Man kann sich natürlich schönreden, dass UNBREAKABLE im Jahr 2000 seiner Zeit voraus und unterschätzt war. Sieht man sich das Gesamtwerk von M. Night Shyamalan an, fällt es angesichts der vielen vermurksten Filme und Flops allerdings schwer, die wenigen gelungenen Werke (THE SIXTH SENSE und, ja THE HAPPENING) und interessanten Ansätze (SIGNS, THE VILLAGE, THE VISIT) nicht als Ausnahmen zu werten.
GLASS ist nun also der Abschluss einer Trilogie, mit der niemand gerechnet und auf die auch keiner gewartet hatte, realisiert dank des unerwarteten Erfolges seines (ebenfalls sehr problematischen) Vorgängers SPLIT. Und auch wenn man es besser wissen sollte, will man doch sehen, was sich der nerdige Inder dafür wieder an Verrücktheiten hat einfallen lassen.

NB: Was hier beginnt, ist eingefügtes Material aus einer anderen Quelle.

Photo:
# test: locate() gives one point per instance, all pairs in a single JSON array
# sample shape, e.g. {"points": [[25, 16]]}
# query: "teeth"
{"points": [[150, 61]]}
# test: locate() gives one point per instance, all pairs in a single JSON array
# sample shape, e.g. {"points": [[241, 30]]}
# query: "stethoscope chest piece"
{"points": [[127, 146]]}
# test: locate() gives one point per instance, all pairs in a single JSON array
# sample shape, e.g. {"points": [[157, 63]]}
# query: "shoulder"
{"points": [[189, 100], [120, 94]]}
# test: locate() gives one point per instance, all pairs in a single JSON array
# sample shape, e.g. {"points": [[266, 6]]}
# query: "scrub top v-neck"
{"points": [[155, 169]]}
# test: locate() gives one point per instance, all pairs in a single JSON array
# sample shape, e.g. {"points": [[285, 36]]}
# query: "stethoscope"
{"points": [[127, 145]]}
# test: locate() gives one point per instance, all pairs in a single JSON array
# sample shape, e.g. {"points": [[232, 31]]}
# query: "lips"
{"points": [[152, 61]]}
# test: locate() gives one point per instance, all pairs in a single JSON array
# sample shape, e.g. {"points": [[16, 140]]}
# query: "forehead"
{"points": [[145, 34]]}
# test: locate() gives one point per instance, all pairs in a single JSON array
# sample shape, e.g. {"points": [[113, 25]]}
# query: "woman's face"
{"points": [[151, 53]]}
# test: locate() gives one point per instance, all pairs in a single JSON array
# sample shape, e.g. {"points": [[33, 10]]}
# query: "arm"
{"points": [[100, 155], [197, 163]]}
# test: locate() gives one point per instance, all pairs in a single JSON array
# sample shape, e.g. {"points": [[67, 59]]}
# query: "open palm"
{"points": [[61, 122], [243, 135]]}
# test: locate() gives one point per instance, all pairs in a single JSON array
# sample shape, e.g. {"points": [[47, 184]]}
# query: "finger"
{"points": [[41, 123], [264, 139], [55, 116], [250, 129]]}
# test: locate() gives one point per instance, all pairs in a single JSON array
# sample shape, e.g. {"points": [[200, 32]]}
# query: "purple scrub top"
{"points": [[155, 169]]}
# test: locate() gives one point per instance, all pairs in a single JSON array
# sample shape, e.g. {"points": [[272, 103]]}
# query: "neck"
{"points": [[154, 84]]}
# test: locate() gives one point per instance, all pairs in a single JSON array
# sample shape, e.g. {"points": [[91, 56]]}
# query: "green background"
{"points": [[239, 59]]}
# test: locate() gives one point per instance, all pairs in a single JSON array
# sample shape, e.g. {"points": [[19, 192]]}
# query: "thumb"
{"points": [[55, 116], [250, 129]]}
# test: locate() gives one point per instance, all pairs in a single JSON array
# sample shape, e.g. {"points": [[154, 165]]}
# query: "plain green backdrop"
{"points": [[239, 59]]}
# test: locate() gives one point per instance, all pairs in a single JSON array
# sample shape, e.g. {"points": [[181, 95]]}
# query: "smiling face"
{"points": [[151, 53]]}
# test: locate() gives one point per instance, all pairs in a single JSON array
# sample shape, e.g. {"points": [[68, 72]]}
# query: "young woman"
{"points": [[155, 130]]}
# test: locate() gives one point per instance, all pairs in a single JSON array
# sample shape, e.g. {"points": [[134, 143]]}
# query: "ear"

Zum Glück waren die Erwartungen entsprechend niedrig: GLASS ist tatsächlich der prätentiöse Bullshit, der zu befürchten war. Shyamalan bastelt sich hier aus seinen Vorgängerfilmen ein eigenes naives (und ungeheuer langweiliges) Comicheftuniversum mit einer mehr als hanebüchenen Story und platten bis peinlichen Dialogen, das selbst von den ansonsten durchaus fähigen und sympatischen Schauspielern nicht zusammengehalten werden kann: Während Sarah Paulson zu ständigem Scienceplaining verdammt ist, Anya Taylor-Joy aufs Anhimmeln reduziert wird und Bruce Willis, naja, halt sein stoisches Bruce Willis-Ding macht, nervt Schizo James McAvoy hier regelrecht mit seiner penetranten Radioshow im permanenten Sendersuchlauf. Einzig Sam Jackson scheint die Schmierenkomödie etwas abgewinnen zu können und gibt genüsslich den Bösewicht. Warum und worauf er eigentlich böse ist, bleibt ebenso unklar wie die gesamte Motivation des Films.
Der vollmundig angeteaserte spektakuläre Showdown wird uns dann – ganz offensichtlich aus Budgetgründen – auch noch vorenthalten, stattdessen gibt es eine Hofprügelei von Turnhosenmann gegen Regenmantelmann (aka Bruce Willis‘ Stuntman). Und einen Twist. Und noch einen Twist. Und noch einen. Nicht dass diese besonders überraschend oder intelligent wären. Aber dafür hat man ja schließlich bezahlt.